The “Chinchilla” Scaling Law is the most widely cited scaling law for LLMs. The Chinchilla paper asked the question: If you have a fixed training compute budget, how should you balance model size and training duration to produce the highest quality model? Training costs are determined by model size (parameter count) multiplied by data size (number of tokens). Larger models are more capable than smaller ones, but training on more data also improves model quality. With a fixed compute budget, there is a tradeoff between increasing model size vs. increasing training duration. The Chinchilla authors trained hundreds of models and reported an optimal token-to-parameter ratio (TPR) of roughly 20. This “Chinchilla optimal” value of ~20 tokens/parameter quickly became the industry standard (for example, later models such as Cerebras-GPT and Llama-1 65B were trained using Chinchilla scaling). 

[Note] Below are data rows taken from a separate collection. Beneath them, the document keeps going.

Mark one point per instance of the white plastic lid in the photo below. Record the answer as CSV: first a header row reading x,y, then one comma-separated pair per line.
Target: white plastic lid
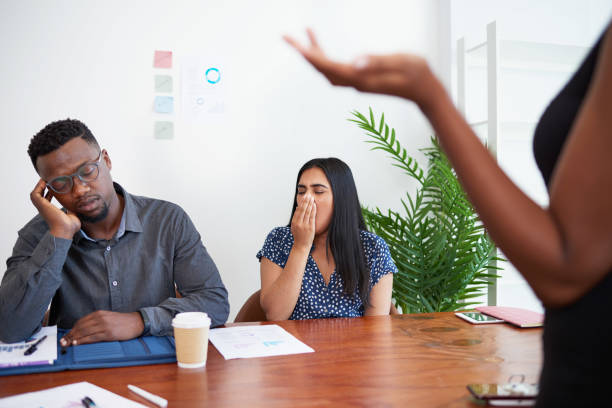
x,y
191,320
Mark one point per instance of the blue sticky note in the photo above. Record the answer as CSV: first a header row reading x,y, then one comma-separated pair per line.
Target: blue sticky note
x,y
163,104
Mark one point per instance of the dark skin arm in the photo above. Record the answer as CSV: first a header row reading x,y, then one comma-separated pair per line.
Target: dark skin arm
x,y
562,251
100,325
104,325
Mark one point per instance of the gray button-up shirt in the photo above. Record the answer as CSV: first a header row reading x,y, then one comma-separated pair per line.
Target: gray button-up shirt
x,y
155,247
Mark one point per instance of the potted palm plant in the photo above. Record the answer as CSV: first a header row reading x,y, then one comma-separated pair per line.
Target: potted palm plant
x,y
444,255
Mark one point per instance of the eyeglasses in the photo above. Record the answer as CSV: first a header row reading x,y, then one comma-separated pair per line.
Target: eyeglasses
x,y
86,173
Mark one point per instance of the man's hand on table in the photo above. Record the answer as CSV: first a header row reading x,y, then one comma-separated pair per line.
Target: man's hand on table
x,y
104,325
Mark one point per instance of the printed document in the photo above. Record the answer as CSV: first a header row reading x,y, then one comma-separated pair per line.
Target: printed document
x,y
256,341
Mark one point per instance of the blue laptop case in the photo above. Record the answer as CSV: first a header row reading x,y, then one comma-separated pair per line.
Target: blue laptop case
x,y
139,351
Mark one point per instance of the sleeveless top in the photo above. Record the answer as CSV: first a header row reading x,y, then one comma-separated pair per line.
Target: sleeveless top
x,y
577,339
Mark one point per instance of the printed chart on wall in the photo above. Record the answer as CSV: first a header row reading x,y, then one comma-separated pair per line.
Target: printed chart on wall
x,y
204,83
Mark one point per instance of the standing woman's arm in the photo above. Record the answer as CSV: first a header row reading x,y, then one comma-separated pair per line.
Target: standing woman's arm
x,y
562,251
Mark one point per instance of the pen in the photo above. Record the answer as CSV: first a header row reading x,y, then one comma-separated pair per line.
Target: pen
x,y
34,347
148,396
88,402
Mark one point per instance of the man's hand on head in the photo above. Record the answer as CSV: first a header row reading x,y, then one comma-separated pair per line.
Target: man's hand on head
x,y
104,325
60,224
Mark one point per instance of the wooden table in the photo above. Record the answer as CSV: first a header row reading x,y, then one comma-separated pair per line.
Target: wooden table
x,y
402,360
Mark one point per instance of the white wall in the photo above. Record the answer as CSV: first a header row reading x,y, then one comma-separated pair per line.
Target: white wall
x,y
93,61
563,22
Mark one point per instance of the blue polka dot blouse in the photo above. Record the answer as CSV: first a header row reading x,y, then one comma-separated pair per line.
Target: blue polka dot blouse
x,y
318,300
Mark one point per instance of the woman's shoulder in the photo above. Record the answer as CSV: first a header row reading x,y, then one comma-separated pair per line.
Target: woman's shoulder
x,y
371,240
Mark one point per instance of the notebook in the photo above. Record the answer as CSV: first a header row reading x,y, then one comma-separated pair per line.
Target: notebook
x,y
139,351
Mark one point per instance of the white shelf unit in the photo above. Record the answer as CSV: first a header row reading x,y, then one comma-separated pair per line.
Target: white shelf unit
x,y
503,86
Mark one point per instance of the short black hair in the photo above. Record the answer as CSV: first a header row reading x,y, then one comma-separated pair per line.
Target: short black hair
x,y
55,135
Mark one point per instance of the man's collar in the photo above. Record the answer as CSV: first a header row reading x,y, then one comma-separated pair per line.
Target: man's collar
x,y
130,221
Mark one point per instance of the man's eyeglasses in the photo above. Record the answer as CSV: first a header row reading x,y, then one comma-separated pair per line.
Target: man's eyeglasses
x,y
86,173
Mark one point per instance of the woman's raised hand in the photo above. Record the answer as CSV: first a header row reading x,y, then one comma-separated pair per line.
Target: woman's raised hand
x,y
303,222
404,75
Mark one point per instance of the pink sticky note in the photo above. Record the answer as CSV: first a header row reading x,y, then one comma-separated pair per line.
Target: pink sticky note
x,y
162,59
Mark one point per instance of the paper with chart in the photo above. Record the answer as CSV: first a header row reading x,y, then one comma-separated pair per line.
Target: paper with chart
x,y
256,341
204,88
68,396
11,354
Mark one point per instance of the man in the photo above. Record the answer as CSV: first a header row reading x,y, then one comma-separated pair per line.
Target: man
x,y
108,262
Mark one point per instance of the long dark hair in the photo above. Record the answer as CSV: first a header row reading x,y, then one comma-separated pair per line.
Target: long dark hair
x,y
343,236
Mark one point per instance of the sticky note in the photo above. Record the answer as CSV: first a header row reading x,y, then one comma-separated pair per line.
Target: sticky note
x,y
163,104
162,59
163,83
163,130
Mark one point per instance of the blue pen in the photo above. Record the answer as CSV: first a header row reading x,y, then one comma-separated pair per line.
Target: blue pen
x,y
34,346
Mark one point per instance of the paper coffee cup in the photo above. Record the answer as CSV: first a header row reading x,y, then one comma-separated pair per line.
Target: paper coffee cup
x,y
191,338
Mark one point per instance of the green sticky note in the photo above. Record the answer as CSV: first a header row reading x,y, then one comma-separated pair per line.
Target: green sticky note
x,y
163,83
163,130
163,104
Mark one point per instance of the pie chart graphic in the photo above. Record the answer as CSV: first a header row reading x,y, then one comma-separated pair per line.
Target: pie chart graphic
x,y
212,75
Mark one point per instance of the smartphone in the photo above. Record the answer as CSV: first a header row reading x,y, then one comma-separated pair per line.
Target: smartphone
x,y
513,391
478,318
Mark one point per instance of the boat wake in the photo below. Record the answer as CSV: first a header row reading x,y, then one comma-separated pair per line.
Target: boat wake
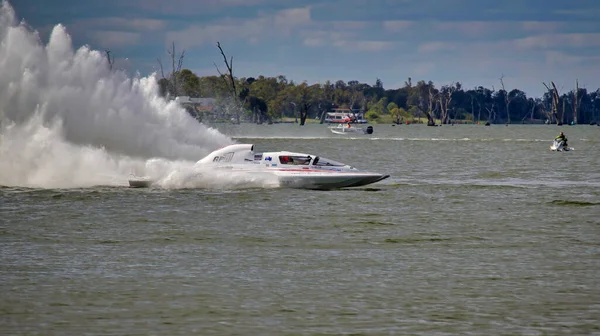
x,y
68,121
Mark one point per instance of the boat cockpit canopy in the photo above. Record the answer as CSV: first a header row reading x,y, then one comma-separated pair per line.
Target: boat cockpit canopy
x,y
321,161
295,159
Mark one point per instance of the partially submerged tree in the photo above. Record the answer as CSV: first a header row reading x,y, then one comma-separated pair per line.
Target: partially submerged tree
x,y
555,102
110,59
507,100
170,80
230,81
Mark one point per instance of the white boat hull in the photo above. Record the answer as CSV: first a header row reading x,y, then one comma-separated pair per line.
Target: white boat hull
x,y
302,171
288,169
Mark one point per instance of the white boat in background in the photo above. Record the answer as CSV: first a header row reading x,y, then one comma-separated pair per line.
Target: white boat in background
x,y
349,129
293,170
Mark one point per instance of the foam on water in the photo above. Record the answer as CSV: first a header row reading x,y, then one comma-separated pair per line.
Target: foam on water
x,y
67,120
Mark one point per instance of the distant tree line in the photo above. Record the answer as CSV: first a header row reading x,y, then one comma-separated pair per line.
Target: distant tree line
x,y
264,99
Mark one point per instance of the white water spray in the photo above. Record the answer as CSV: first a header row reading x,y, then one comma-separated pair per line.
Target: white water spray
x,y
67,120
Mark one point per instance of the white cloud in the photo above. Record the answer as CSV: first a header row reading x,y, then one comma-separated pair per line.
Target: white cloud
x,y
119,23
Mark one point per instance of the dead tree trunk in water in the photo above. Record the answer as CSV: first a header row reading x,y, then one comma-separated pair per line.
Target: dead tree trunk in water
x,y
110,59
175,69
231,82
555,101
507,100
576,103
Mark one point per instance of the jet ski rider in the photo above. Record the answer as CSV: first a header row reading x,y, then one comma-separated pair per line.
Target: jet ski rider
x,y
563,138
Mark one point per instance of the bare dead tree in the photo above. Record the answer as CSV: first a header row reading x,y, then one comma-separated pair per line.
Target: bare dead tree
x,y
555,101
507,99
229,65
231,83
110,59
445,97
176,65
576,102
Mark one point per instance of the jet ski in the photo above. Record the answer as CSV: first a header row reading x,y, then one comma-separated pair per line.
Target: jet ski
x,y
560,146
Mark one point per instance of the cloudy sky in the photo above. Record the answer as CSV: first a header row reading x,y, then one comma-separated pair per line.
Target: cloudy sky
x,y
474,42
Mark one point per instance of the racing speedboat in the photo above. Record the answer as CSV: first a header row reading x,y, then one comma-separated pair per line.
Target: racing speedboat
x,y
559,146
293,170
345,129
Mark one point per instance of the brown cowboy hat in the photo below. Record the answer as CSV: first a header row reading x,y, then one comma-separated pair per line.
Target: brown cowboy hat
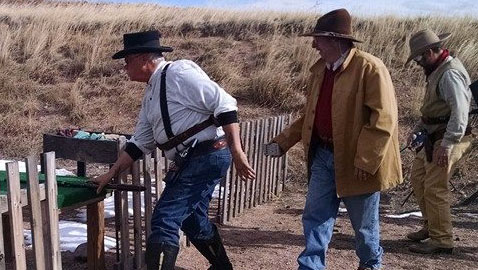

Once the model has completed training, it needs to be deployed. Since LLM serving costs are a function of the model size (in addition to user demand), larger models are much more expensive to deploy. Model size is therefore an important cost factor for both training and inference time. 

In our research, we were motivated by the idea of training smaller models on more data than the Chinchilla law suggested. By spending extra money on training to produce a smaller but equivalently powerful model, we predicted that we could make up for these extra training costs at inference time (Fig. 1). How much smaller? That depends on just how much inference demand we anticipate. 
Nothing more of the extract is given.